The system is very clever. And it is clever because it preys on the darker attributes of the human condition that make too many of us overlook common sense and basic logic when we are in receipt of money, wealth, position and shiny things. Everything that makes us live for a constant flow of temporary yet momentary hits that we have foolishly mistaken for what makes life and living feel good.

Addiction hides truths that are big, small and cover the multitude that sit between.

No matter our level or position within this carefully constructed top-down pyramid, the truth swirls all around us. But we remain blind to it for as long as we continue to be bought in.

So, in the sense of this coming ‘nirvana’ that AI is supposedly now promising us all, perhaps we should consider some of the more serious and consequential truths that we are almost certainly missing whilst we remain within:

The wealthy are only wealthy because of where their wealth sits within the hierarchy of the way that money and the wealth divide works against the rest of us today.

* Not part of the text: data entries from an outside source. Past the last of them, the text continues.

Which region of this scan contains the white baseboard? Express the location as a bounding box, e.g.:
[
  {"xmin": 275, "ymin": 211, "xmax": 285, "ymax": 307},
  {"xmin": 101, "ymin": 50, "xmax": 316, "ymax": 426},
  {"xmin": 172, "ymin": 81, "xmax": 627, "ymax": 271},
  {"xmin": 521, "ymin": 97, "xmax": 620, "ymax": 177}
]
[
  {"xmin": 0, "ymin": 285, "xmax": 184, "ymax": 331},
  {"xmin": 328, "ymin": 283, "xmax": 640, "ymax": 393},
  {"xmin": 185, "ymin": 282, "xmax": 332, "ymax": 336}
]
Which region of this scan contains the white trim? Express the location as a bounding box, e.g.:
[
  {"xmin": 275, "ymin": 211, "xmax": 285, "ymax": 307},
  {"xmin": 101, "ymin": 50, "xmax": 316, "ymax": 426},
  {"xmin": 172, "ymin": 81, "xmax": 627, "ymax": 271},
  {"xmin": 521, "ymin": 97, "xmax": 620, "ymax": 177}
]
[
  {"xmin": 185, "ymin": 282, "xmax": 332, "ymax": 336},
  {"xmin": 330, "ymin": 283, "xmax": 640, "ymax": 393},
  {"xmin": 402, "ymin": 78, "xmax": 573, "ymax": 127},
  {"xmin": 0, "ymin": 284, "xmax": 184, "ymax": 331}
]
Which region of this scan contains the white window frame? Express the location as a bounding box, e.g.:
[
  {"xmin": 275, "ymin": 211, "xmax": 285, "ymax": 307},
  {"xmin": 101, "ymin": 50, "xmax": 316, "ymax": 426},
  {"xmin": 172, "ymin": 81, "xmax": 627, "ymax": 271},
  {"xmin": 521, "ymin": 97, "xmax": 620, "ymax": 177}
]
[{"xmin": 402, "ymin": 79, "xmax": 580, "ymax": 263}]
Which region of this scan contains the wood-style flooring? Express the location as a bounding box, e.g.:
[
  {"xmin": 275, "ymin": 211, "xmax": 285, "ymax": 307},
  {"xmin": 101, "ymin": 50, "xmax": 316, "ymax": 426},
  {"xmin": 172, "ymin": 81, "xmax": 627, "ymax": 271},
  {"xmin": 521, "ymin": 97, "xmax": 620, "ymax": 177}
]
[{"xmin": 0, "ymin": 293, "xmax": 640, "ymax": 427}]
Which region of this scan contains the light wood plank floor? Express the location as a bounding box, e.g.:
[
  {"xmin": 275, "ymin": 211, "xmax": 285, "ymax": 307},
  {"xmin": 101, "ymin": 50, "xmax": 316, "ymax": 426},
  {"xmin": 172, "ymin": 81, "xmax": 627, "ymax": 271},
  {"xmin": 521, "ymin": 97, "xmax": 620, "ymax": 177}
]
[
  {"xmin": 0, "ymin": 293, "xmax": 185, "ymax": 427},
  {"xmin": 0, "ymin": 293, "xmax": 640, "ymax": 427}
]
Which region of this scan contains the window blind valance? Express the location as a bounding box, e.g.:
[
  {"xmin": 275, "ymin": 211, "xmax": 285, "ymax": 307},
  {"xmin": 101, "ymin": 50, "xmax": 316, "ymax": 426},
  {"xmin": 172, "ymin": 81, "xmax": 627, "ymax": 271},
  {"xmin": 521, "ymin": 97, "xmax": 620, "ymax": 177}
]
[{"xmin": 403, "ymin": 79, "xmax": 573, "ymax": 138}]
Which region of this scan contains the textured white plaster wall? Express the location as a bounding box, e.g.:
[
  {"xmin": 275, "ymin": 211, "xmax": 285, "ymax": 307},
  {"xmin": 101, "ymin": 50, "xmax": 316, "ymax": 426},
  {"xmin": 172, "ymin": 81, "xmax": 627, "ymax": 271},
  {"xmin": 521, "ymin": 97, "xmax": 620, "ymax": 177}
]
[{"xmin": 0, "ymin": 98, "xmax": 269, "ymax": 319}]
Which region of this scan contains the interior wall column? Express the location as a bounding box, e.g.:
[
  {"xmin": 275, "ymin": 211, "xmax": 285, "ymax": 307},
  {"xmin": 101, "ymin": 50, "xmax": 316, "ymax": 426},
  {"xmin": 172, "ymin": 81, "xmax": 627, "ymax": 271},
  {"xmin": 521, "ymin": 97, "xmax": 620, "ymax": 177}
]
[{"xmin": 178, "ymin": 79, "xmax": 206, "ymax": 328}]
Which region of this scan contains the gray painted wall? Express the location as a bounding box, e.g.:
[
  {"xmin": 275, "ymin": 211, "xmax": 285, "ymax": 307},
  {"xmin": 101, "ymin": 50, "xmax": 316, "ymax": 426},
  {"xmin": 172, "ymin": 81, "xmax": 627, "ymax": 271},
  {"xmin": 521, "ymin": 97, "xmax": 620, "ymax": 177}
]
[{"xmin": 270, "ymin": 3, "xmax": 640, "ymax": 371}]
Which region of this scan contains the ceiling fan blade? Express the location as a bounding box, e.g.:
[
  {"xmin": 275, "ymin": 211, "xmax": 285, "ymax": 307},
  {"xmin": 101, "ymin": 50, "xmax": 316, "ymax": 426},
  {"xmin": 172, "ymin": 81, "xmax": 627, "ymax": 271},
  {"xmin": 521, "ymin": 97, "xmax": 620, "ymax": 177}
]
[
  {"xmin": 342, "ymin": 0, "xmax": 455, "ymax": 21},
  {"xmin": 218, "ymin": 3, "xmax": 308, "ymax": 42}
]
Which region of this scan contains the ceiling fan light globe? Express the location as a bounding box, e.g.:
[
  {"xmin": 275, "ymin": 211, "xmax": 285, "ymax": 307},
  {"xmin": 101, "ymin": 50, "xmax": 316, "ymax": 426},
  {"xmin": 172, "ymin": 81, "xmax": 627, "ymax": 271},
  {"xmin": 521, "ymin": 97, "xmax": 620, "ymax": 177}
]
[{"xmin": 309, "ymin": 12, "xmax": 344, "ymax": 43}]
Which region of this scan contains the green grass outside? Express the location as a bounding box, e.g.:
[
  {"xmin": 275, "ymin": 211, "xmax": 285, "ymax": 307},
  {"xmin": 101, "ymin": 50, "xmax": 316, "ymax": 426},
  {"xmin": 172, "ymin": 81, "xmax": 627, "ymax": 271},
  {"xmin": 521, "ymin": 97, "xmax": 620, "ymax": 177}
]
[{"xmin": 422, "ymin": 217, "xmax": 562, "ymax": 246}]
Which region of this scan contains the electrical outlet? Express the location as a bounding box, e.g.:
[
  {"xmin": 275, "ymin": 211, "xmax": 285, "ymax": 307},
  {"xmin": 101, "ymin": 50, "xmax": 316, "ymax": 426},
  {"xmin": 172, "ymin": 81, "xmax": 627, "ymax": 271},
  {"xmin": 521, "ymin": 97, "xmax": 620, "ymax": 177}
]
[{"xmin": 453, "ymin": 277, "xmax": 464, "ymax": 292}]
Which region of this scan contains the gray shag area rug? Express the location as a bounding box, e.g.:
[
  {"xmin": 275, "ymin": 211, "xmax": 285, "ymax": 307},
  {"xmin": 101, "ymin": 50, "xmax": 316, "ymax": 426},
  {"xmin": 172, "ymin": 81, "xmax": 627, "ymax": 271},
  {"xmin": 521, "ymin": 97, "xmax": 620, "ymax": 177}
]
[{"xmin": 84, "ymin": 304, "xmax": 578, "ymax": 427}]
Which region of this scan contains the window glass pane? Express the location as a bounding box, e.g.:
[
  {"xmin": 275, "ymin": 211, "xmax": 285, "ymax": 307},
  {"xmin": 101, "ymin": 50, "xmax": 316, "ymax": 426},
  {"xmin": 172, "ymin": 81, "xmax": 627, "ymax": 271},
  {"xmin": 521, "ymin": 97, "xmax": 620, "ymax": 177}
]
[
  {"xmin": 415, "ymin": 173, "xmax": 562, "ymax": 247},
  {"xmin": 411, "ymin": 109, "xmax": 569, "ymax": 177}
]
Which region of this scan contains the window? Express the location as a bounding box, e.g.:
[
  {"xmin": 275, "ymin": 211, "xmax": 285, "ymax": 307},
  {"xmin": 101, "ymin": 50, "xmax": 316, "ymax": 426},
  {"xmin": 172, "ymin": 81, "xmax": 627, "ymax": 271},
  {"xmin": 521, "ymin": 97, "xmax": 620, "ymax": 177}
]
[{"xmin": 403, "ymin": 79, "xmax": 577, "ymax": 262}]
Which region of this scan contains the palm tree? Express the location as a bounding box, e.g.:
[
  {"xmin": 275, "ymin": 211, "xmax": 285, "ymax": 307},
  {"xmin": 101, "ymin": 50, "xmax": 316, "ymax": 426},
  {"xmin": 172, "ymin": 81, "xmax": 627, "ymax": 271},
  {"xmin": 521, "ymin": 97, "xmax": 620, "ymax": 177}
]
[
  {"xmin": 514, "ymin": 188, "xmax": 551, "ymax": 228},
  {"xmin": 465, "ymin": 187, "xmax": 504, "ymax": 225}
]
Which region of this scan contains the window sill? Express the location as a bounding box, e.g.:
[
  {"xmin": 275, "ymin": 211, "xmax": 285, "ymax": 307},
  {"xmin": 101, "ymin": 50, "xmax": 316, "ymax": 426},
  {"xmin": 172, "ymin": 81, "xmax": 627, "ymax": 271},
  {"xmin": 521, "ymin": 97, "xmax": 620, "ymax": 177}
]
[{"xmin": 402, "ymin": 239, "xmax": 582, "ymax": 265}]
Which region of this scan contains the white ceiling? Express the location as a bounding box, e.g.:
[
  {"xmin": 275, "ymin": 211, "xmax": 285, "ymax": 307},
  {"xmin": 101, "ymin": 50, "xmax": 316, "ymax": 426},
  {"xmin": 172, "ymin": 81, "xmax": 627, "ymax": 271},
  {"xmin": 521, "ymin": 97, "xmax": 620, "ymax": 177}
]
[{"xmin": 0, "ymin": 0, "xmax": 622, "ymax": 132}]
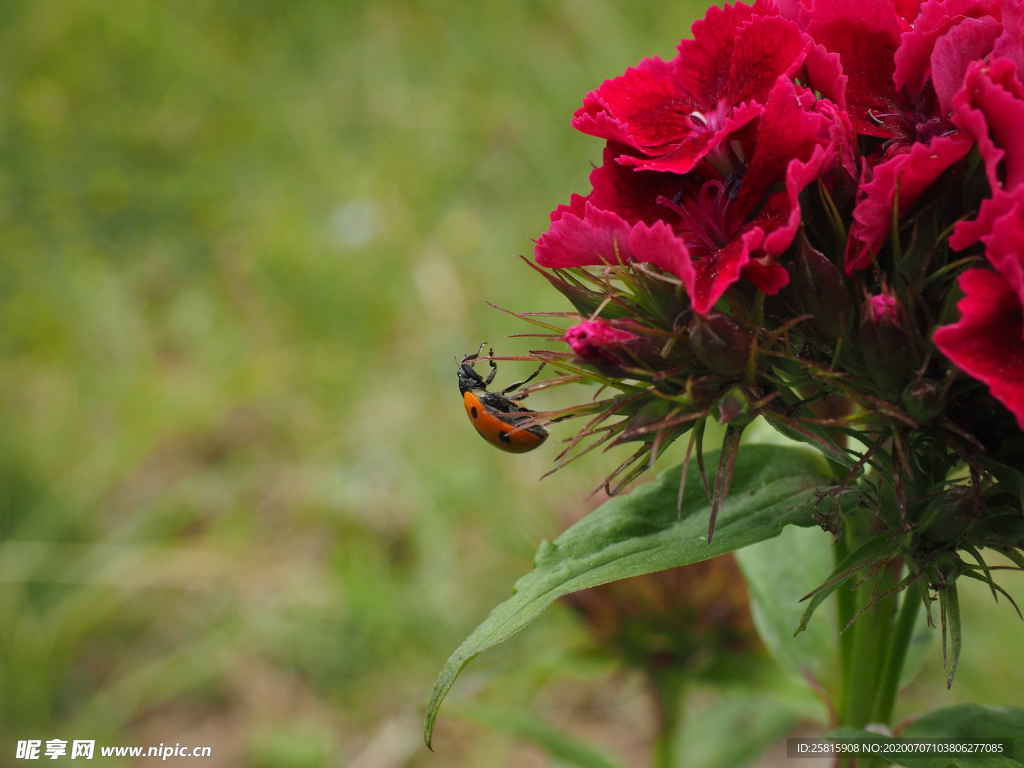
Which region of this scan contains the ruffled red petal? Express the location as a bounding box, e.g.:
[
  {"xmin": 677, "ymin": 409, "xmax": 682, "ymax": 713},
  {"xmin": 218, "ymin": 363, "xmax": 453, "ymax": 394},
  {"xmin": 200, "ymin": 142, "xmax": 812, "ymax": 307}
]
[
  {"xmin": 932, "ymin": 16, "xmax": 1002, "ymax": 119},
  {"xmin": 933, "ymin": 269, "xmax": 1024, "ymax": 429},
  {"xmin": 846, "ymin": 133, "xmax": 974, "ymax": 274},
  {"xmin": 807, "ymin": 0, "xmax": 909, "ymax": 138},
  {"xmin": 733, "ymin": 77, "xmax": 826, "ymax": 219},
  {"xmin": 893, "ymin": 0, "xmax": 1001, "ymax": 102},
  {"xmin": 587, "ymin": 143, "xmax": 692, "ymax": 225},
  {"xmin": 572, "ymin": 56, "xmax": 699, "ymax": 151},
  {"xmin": 534, "ymin": 203, "xmax": 633, "ymax": 268},
  {"xmin": 952, "ymin": 58, "xmax": 1024, "ymax": 191},
  {"xmin": 992, "ymin": 0, "xmax": 1024, "ymax": 78},
  {"xmin": 630, "ymin": 221, "xmax": 694, "ymax": 285}
]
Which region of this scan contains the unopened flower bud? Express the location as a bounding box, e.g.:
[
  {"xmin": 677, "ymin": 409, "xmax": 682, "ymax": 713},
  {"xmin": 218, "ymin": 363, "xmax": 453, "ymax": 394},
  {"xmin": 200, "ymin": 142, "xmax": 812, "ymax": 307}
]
[
  {"xmin": 564, "ymin": 319, "xmax": 639, "ymax": 377},
  {"xmin": 714, "ymin": 386, "xmax": 756, "ymax": 427},
  {"xmin": 690, "ymin": 312, "xmax": 753, "ymax": 376},
  {"xmin": 902, "ymin": 379, "xmax": 945, "ymax": 424},
  {"xmin": 921, "ymin": 485, "xmax": 982, "ymax": 547},
  {"xmin": 860, "ymin": 293, "xmax": 913, "ymax": 392},
  {"xmin": 793, "ymin": 236, "xmax": 856, "ymax": 344}
]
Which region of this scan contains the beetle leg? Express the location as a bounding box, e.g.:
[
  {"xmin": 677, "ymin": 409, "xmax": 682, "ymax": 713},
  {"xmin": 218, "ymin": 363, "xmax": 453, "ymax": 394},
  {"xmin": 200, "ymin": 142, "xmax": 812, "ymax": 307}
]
[
  {"xmin": 502, "ymin": 362, "xmax": 548, "ymax": 400},
  {"xmin": 480, "ymin": 344, "xmax": 498, "ymax": 386}
]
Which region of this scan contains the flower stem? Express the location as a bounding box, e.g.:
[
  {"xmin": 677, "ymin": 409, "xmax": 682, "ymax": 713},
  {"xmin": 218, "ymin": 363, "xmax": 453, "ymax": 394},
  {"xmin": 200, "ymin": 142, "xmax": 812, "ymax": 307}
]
[
  {"xmin": 833, "ymin": 525, "xmax": 855, "ymax": 721},
  {"xmin": 843, "ymin": 565, "xmax": 896, "ymax": 728},
  {"xmin": 648, "ymin": 667, "xmax": 686, "ymax": 768},
  {"xmin": 871, "ymin": 587, "xmax": 922, "ymax": 725}
]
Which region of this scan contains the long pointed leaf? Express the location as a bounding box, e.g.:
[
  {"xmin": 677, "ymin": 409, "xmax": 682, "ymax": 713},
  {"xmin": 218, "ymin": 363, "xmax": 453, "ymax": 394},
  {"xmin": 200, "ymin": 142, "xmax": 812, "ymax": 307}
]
[{"xmin": 424, "ymin": 445, "xmax": 828, "ymax": 745}]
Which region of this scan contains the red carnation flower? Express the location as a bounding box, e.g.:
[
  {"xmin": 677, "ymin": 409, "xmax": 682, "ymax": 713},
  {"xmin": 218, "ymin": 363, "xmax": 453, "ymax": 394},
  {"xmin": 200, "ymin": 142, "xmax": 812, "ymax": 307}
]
[
  {"xmin": 536, "ymin": 77, "xmax": 839, "ymax": 314},
  {"xmin": 933, "ymin": 269, "xmax": 1024, "ymax": 429},
  {"xmin": 572, "ymin": 0, "xmax": 811, "ymax": 173}
]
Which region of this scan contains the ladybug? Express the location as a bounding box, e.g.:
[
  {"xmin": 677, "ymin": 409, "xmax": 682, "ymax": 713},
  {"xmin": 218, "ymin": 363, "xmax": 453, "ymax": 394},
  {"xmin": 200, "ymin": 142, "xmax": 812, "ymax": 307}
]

If the masses stop working, there will be billions of mouths around the world to feed and as many people to support with all the basics and essentials for life, just for people to continue to exist.

Even if machines are creating food, creating entertainment, providing transport, building houses and doing just about everything else we can imagine that has historically been done by hand up until now, there will always be a cost of some kind to pay.

The running, energy production, maintenance and replacement of the systems that would be required to enable such a massive workless population not only to survive, but to be sustained at what we would surely expect to be a good standard or experience of life, would remain very high.

Indeed, the cost of supporting billions of people around the world would still be much greater than many would imagine and would not be a cost that could be covered by playing with money and the way that people who are earning money today believe in the power of money right now.

In this sense playing with money means the way that the entire monetary, financial and economic system as we know works.

The ‘money’ and currencies we have today are part of the biggest confidence trick that has ever been played on humanity.

The whole economic system and the way money is created and managed within it is well and truly rigged.

The creation of the wealth, and the levels and scope of the asset ownership that the elites enjoy today would not have been remotely possible without them having and retaining the ability to constantly game the system.

Those running, managing and ‘in’ on the system use money that doesn’t exist to buy up everything that has real, non-monetary value to people.

This ‘ownership’ means that they will control our future and everything within it.

This has all been achieved under a system that they have created and manipulated using the establishment and the political and legislative processes within it to allow them to carry out what amounts to nothing less than legalised theft.

The wealth that has been created to enable this world take over by the wealthy can and will only achieve the aims of creating a utopian world if that world is inhabited by few enough to make the absence of money creation sustainable.

It will not be sustainable in any way, if the few have to manage and provide for a world population tomorrow, where the masses do nothing productive, become professional users and behave or act like farm animals or caged pets that exist in every direction and live all over the place.

Many baulk at even the merest hint or suggestion of there being some kind of plan for depopulation.

But anyone who understands how the money, financial and economic system we have today really works and where it is going, will see that depopulation of some kind is the unavoidable answer that bridges what is otherwise an unbridgeable void on the pathway to the outcome which has always been this Moneyocracy’s aim.

The only challenge they face is how to achieve this on a big enough scale without the masses ever awakening to the idea that national and worldwide crises can be planned and implemented by design. Just as easily as an entire monetary, financial and economic system that has led the majority of us to believe that those who don’t have enough of what they need to live today are the only ones who are at fault.